But doctors don't agree on this issue. In that respect, they are similar to pilots. ;)
 
But doctors don't agree on this issue. In that respect, they are similar to pilots. ;)
Let’s say we have a question about a Lycoming and we ask both a Lycoming engineer with the company with 30 years of experience problem-solving for them and an A&P at a small airport in, say, Kansas who has never even overhauled a Lycoming and they disagree. Whose opinion do we tend to value more? The one we WANT to believe?
 
Good on ya. By “bureaucrats”, do you include church leaders? Where the paycheck comes from doesn’t determine if they’re a bureaucrat, right?

There are good bureaucrats and bad ones - regardless of where they get their paycheck. Blanket distrust seems, well, ill-considered.
 
Let’s say we have a question about a Lycoming and we ask both a Lycoming engineer with the company with 30 years of experience problem-solving for them and an A&P at a small airport in, say, Kansas who has never even overhauled a Lycoming and they disagree. Whose opinion do we tend to value more? The one we WANT to believe?

Not the best example. There's been a number of times in my field the guys on the assembly lines know more about the behavior of the product than the factory engineers.

Or the times that stupid me without a degree had to explain to the engineers and architects why their designs wouldn't work. but hey they are the "experts."

My brothers friend is a doctor and through all this he's just shaking his head at all the crap we were/are being fed vs what was actually going on at his hospital with this.
 
Let’s say we have a question about a Lycoming and we ask both a Lycoming engineer with the company with 30 years of experience problem-solving for them and an A&P at a small airport in, say, Kansas who has never even overhauled a Lycoming and they disagree. Whose opinion do we tend to value more? The one we WANT to believe?
You mean like the factory tech who says “that can’t happen,” but the local guy figures out how to fix it?
 
Good on ya. By “bureaucrats”, do you include church leaders? Where the paycheck comes from doesn’t determine if they’re a bureaucrat, right?

There are good bureaucrats and bad ones - regardless of where they get their paycheck. Blanket distrust seems, well, ill-considered.
You sound like you need prayer.....;)
 
Hey folks,

Went to Oshkosh - got Covid - it was worth it I suppose. Did anyone else get Covid at Oshkosh?

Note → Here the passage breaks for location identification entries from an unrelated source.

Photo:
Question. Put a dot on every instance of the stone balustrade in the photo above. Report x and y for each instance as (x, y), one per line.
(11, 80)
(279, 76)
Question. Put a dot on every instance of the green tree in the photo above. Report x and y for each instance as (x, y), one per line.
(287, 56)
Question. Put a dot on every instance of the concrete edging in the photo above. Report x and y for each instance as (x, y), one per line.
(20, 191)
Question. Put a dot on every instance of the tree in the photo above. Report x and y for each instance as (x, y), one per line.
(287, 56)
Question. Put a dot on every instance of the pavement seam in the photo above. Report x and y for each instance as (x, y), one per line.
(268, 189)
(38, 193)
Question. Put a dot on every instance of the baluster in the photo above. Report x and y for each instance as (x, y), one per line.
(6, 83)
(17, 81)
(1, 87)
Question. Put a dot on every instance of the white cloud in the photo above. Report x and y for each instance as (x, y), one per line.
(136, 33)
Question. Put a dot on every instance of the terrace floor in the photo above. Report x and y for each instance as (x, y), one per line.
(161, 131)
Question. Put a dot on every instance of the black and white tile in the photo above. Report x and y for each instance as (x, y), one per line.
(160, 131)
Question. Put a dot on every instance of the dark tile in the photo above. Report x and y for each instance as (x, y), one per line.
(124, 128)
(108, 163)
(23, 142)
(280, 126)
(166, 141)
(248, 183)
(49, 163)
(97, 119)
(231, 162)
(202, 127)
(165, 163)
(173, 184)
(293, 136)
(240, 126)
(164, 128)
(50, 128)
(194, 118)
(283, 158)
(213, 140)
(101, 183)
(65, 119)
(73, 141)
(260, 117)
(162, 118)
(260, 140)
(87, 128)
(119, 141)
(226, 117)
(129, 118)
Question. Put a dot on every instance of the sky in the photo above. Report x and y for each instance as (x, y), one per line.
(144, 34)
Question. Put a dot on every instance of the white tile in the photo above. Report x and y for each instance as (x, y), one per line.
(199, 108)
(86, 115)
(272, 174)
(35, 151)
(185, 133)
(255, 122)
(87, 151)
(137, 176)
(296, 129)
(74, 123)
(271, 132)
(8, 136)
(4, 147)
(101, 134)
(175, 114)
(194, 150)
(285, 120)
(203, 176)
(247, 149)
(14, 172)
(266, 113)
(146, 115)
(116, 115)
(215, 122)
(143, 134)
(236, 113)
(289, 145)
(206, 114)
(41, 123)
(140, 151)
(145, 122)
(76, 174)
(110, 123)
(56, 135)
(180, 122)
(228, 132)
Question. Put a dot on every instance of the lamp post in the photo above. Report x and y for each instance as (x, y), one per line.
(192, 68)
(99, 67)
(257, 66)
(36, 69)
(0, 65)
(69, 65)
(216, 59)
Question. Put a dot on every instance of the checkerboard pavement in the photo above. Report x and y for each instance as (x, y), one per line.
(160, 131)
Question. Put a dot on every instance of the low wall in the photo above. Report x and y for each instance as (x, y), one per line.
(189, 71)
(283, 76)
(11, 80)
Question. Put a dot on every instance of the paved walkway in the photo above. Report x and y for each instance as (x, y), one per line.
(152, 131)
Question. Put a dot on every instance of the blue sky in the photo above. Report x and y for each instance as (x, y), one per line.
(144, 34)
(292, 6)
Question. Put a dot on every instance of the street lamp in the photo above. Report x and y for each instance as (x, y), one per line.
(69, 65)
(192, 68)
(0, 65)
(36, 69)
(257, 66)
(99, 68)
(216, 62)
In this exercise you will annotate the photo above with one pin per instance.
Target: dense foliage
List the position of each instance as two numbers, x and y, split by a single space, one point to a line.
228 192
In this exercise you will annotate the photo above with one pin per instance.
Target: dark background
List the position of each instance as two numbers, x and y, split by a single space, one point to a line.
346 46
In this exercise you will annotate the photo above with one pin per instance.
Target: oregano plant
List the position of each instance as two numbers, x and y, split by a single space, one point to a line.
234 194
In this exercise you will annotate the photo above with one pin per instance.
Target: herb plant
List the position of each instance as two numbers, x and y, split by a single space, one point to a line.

Be careful out there folks - it seems Covid is everywhere!
Considering how it spreads you probably didn't actually get it AT Oskosh but from someone you were traveling with or say an eatery etc on the way or prior.

Very difficult for the disease to spread in an open environment and virtually all the data suggests you can only get it through close, prolonged contact.
 
That's .04% of the population. And 1/4 of the number from heart disease and 1/4 the number from cancer. Also less than from accidents.

I'll have the nothing burger with nothing on it with a side of nothing.
People dying from numerous other ailments and causes who test positive for Covid are ruled as "covid deaths", even in some cases accidental deaths.
 
From the 2020 CDC data - make of it what you will. We each have our own risk tolerance:
https://www.cdc.gov/nchs/products/databriefs/db427.htm
  • Heart disease: 696,962
  • Cancer: 602,350
  • COVID-19: 350,831
  • Accidents (unintentional injuries): 200,955
  • Stroke (cerebrovascular diseases): 160,264
  • Chronic lower respiratory diseases: 152,657
  • Alzheimer’s disease: 134,242
  • Diabetes: 102,188
  • Influenza and Pneumonia: 53,544
  • Nephritis, nephrotic syndrome, and nephrosis: 52,547
Yessir and dying with it does not necessarily mean you died from it.
 
Not the best example.
Fair enough.

But I still scratch my head at the fact that the same people who say the vaccine is ineffective - at best based on cherry-picked “science” (and often more on belief than studies) tend to believe stuff like ivermectin is an effective treatment despite no evidence.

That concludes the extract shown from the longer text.